A minha saúde mental depende que as coisas estejam corretas ao sob o meu ponto de vista. Na comunicação pública, que se refere ao meu trabalho oficial e prioritário, eu me preocupo com a narrativa que vai enaltecer o fato, que interessa ao público, mas também me preocupo em estabelecer o protagonismo da gestão que está vigente. Afinal, foram quase três décadas para colocarmos uma mulher do povo no Governo do Estado do Rio Grande do Norte.
 
Muitas discussões que eu protagonizei (e aqui e acolá ainda protagonizo) foram e são originadas, justamente, porque eu defendo o comprometimento de todo o time de comunicadoras e comunicadoras do Estado. Muitas vezes, recorri a uma gestora superior ou ao gestor e ouvi a frase “você está certa”. Mas, também já ouvi frases do tipo: “ninguém quer ouvir a verdade”, e assim, por conta daquilo que eu considero omissão quanto às estratégias de comunicação, ou pelos recorrentes erros crassos de português, muitas vezes eu sou a errada por entrar no mérito. 
 
Esses dias, prestes a completar meio século de vida, finalmente tenho aprendido que ficar calada em algumas situações é menos exaustivo.
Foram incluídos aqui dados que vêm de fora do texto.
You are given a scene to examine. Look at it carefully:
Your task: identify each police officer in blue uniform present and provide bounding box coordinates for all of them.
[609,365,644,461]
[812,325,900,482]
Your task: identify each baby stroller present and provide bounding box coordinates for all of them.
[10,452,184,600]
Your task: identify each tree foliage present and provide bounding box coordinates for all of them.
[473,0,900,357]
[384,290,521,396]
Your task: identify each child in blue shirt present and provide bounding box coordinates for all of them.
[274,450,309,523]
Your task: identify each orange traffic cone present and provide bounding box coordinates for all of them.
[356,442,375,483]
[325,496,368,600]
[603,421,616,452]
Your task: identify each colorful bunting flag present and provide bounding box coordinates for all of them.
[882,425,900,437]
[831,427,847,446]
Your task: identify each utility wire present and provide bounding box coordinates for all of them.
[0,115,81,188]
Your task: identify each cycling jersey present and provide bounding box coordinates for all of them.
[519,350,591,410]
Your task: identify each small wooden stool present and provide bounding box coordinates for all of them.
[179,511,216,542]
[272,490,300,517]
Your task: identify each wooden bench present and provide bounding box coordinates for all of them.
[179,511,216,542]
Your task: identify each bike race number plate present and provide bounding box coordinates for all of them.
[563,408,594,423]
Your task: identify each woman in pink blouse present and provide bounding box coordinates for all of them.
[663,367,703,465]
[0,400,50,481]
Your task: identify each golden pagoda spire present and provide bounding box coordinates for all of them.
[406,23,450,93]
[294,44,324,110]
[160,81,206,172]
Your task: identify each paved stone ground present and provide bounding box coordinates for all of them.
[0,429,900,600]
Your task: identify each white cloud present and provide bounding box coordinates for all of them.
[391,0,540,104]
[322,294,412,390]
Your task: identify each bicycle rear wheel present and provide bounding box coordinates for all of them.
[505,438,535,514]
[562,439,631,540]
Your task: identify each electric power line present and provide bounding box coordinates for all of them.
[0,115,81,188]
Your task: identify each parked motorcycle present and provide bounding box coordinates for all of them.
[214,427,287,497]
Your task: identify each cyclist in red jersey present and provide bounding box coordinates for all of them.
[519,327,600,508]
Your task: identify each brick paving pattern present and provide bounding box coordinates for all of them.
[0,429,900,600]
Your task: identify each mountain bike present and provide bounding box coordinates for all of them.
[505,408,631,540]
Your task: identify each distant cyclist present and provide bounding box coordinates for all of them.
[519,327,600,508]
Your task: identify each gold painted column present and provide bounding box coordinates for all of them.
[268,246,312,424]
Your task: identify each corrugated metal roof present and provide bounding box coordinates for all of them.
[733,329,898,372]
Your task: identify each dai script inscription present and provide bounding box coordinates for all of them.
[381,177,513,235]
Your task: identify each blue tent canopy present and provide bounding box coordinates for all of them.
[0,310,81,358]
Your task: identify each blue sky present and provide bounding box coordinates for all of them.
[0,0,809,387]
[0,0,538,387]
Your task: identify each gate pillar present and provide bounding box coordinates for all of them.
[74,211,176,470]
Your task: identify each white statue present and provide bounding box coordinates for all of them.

No dia a dia com minha filha, por exemplo, criaturinha que adora me tirar do sério, porque sabe dos meus pontos fracos, percebo que muitas vezes ela até espera que eu vá refutar sobre algo que ela falou. Mas, engana-se. Calada, apenas ouço. Ou quando muito, emito uma declaração. 
 
Pensei em escrever sobre esse assunto porque um dia desses eu evitei uma fadiga gigantesca, com uma pessoa que sempre está me julgando, quando eu simplesmente ignorei. Deixei-a falando sozinha, resmungando, pigarreando, enquanto eu continuava a fazer o que havia iniciado. Noutro dia, ainda ousei responder rapidamente, mas também falei e saí fora. Não deixei o circo pegar fogo. 
 
E, para arrematar a história de que nas situações corriqueiras da vida é melhor ficar quieta para não ser mal interpretada, fui inventar de dar opinião para uma colega, sobre um texto todo truncado que ela acabara de publicar, algo estranho, cheio de verbos colocados de forma inadequada, que não dava mesmo para entender. Como eu não era chefe, ela não ouviu a minha orientação, de modo que o mesmo material foi repetido exaustivamente até que um leitor/internauta apontou: “o estagiário errou feio aqui”. 
 
Ela não era estagiária. Era profissional formada como eu, em jornalismo. Pois bem, muitas vezes, a humildade de ouvir um argumento evita um incêndio. Pois, não me atingindo, vou procurar nem ligar se eu vir um foco de incêndio. Com toda certeza, não serei eu a chamar os bombeiros.